• Banno
    25.2k
    You mean true/false, right?TheMadFool

    No. I mean "true"

    You can't play chess unless you take it as granted that the bishop moves on the one colour.

    You can't shut the door unless you posit a door to be shut. Hence, realism.

    But we are now off-topic.
  • TheMadFool
    13.8k
    No. I mean "true"

    You can't play chess unless you take it as granted that the bishop moves on the one colour.

    You can't shut the door unless you posit a door to be shut. Hence, realism.

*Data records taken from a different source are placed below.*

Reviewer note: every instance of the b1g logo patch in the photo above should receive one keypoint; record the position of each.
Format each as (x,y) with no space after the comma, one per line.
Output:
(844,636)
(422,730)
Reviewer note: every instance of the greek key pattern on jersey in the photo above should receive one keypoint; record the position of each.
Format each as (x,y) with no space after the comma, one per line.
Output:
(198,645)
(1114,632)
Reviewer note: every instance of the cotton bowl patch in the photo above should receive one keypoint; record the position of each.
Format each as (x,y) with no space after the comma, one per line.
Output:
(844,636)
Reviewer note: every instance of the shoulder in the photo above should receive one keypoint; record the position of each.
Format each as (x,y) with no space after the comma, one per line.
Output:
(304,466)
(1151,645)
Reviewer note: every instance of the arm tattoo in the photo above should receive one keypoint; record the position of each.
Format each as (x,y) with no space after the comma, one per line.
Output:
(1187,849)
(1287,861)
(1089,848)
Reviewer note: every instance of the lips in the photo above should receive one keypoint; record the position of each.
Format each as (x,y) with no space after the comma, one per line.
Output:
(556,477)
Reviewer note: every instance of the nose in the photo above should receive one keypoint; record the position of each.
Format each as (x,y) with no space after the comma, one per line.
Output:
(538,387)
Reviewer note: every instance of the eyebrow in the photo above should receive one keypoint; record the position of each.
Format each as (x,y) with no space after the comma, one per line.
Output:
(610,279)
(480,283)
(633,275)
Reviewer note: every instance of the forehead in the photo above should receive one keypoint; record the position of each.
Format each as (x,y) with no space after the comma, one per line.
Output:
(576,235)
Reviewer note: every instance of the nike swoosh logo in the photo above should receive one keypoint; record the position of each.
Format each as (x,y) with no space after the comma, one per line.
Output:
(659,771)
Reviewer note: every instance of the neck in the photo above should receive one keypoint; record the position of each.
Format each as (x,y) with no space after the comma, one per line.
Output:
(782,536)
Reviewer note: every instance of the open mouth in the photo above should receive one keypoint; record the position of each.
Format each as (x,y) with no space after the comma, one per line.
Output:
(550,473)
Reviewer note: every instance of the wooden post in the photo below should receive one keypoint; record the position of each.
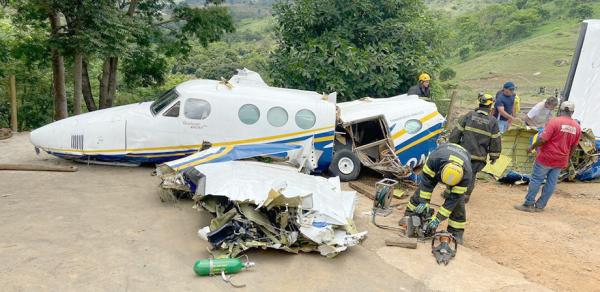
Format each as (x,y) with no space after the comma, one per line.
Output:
(450,109)
(13,103)
(401,242)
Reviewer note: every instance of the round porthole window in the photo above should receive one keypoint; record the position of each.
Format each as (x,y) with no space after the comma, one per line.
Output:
(277,116)
(249,114)
(305,119)
(413,126)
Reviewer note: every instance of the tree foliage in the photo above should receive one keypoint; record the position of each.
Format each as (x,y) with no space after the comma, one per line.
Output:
(357,48)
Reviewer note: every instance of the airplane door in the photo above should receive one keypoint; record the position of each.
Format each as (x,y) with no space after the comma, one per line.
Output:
(199,122)
(104,138)
(150,136)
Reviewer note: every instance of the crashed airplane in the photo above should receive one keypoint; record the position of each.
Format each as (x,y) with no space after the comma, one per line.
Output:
(390,135)
(582,88)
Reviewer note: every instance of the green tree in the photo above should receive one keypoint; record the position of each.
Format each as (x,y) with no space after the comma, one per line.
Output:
(113,30)
(358,47)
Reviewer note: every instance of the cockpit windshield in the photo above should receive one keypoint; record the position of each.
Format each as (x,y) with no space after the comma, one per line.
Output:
(164,100)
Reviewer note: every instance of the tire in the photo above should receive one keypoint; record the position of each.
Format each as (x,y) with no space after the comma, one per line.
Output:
(345,164)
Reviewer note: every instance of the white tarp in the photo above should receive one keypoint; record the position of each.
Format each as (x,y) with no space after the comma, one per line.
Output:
(585,89)
(251,181)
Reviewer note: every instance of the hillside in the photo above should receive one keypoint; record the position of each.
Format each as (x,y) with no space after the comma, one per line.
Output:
(531,64)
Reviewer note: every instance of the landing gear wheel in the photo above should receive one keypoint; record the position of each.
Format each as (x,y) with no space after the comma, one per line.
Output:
(345,164)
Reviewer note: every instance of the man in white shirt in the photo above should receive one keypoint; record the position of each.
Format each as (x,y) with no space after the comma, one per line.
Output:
(541,113)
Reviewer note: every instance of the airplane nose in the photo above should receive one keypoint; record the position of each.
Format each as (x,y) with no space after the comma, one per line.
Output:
(39,137)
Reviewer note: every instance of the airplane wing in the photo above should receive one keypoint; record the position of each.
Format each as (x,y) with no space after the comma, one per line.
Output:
(256,204)
(301,155)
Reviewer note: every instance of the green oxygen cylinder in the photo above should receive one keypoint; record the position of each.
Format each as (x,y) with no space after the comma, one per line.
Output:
(214,267)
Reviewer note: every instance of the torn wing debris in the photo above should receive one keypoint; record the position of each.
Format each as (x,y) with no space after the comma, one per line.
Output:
(265,205)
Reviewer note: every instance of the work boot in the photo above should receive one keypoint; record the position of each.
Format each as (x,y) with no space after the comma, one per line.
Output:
(526,208)
(444,195)
(458,237)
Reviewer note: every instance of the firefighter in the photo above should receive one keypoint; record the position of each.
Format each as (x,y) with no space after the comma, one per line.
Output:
(478,132)
(421,89)
(450,165)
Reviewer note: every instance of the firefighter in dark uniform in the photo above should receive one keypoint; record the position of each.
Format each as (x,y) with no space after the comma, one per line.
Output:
(450,165)
(478,132)
(421,89)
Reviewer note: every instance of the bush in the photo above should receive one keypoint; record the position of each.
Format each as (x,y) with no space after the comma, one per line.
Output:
(447,74)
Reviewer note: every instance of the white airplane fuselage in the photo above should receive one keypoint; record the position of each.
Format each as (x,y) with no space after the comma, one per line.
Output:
(199,111)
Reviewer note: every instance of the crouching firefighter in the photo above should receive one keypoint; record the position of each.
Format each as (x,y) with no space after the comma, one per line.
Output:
(450,165)
(478,132)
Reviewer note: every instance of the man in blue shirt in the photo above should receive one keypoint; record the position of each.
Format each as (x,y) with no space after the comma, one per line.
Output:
(505,106)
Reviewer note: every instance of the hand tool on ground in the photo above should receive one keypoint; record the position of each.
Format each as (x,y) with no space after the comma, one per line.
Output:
(443,252)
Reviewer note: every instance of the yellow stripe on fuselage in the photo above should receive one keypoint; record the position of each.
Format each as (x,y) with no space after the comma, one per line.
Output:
(419,141)
(209,158)
(423,120)
(328,138)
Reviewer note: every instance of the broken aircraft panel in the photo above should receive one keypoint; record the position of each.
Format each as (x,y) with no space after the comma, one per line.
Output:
(267,205)
(389,135)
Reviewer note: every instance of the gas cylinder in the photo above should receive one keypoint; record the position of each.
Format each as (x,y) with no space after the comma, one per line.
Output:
(212,267)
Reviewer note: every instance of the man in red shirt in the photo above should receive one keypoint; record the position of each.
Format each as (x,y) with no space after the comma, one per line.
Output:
(556,145)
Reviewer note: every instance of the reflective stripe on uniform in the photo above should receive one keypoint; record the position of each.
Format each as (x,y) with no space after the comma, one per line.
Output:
(459,190)
(478,131)
(456,159)
(477,157)
(455,224)
(428,171)
(425,195)
(444,212)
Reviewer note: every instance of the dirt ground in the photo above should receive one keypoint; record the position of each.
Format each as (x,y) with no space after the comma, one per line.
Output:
(557,248)
(103,228)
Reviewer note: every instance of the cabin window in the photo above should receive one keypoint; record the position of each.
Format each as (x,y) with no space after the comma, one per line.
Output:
(164,100)
(173,111)
(196,109)
(305,119)
(249,114)
(413,126)
(277,116)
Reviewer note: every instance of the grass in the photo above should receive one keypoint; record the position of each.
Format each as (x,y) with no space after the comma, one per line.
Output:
(518,62)
(530,64)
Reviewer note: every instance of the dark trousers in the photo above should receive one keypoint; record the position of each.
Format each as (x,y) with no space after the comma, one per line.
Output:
(477,166)
(457,217)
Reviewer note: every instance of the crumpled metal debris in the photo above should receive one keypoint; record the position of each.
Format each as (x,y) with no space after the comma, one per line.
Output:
(267,205)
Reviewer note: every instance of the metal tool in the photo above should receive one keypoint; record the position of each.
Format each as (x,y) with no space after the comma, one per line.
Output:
(443,252)
(384,191)
(416,224)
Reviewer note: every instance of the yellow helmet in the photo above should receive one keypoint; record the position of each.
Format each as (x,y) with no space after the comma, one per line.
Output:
(486,99)
(452,173)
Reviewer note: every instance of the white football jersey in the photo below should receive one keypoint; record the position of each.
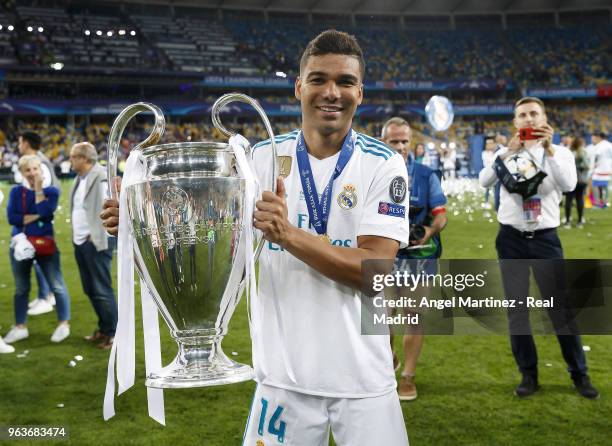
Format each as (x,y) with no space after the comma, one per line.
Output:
(309,326)
(602,161)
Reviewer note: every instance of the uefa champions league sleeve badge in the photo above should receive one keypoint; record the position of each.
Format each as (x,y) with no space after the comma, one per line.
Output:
(439,112)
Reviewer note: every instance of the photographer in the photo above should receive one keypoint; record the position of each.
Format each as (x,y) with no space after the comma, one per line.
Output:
(428,219)
(529,216)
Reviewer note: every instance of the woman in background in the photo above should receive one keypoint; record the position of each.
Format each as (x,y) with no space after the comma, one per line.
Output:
(30,211)
(582,168)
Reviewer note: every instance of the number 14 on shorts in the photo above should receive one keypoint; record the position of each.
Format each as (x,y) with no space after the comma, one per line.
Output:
(275,425)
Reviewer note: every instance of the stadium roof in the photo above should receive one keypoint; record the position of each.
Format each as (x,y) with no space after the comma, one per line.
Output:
(395,7)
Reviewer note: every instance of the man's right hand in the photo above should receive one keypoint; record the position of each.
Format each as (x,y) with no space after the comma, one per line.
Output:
(110,211)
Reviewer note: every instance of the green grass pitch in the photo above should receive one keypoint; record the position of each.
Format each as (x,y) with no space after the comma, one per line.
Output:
(465,383)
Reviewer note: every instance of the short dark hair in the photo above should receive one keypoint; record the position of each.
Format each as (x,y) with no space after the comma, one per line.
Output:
(333,42)
(32,138)
(530,99)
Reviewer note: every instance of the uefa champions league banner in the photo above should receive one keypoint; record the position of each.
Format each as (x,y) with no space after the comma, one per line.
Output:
(552,93)
(286,82)
(191,108)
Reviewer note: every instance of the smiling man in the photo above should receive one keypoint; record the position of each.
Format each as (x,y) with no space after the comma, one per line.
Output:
(342,200)
(527,241)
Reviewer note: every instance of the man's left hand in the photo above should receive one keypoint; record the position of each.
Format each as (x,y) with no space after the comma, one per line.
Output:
(545,134)
(271,216)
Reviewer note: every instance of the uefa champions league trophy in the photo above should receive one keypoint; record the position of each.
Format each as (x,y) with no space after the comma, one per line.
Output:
(187,216)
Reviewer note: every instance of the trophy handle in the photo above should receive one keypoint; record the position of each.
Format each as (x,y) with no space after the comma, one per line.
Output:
(239,97)
(119,126)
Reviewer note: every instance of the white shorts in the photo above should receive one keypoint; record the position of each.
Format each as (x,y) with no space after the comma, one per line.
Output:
(284,417)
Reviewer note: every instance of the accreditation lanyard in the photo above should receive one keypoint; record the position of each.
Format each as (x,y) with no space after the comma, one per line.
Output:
(318,211)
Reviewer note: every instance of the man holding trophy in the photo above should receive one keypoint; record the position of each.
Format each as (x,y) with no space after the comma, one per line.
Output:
(341,199)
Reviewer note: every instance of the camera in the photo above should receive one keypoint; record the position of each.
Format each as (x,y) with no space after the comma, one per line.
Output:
(527,134)
(417,232)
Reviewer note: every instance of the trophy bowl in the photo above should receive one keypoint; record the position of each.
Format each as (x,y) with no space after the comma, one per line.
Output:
(187,219)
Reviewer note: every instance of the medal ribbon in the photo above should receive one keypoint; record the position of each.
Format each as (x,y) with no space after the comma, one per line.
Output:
(318,211)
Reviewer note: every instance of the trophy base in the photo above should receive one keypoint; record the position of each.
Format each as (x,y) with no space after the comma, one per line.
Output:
(193,367)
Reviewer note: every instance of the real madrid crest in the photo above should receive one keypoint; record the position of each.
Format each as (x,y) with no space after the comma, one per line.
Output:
(347,199)
(284,165)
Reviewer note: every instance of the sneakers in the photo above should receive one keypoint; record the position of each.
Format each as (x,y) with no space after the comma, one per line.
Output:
(585,388)
(61,332)
(40,306)
(407,388)
(16,334)
(5,348)
(396,363)
(527,387)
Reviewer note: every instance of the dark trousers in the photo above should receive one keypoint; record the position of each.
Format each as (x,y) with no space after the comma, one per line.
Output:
(95,271)
(578,194)
(549,276)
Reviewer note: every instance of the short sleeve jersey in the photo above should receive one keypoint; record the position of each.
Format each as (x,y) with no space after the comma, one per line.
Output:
(309,327)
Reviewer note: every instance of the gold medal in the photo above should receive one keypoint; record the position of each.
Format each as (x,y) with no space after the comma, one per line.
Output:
(325,238)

    But we are now off-topic.
    Banno

    So, the two metaphysical claims below are both true?

    1. God exists
    2. God doesn't exist

    ?
  • Banno
    25.2k


    So, the two chess claims below are both true:
    1. The bishop moves diagonally
    2. The bishop moves orthogonally.

    No.
  • apokrisis
    7.3k
    Metaphysical statements are taken as true, but unjustified.Banno

    So God exists. There is no God.

    We must take these statements as both true, and both requiring their own justification, rather than being a single counterfactual in which the degree to which one can be shown false, the other becomes accepted as true?

    Sounds legit.
  • T Clark
    13.9k
    For me, to find that part where I say, "There's no way of testing this hypothesis," I invent a hypothesis that cannot be tested, and try to think why I cannot test it. Take an invisible unicorn for example. Perhaps there are invisible undectable unicorns that exist. It seems in our head like it could be true. But that's nothing we can actively test in reality, because its undetectable.Philosophim

    Let's try this hypothesis:

    On a rocky planet, moon, or asteroid somewhere in this universe we call home, located one kilometer beneath the surface, is a rock formed in the exact shape and size of a 1909 svdb US copper penny.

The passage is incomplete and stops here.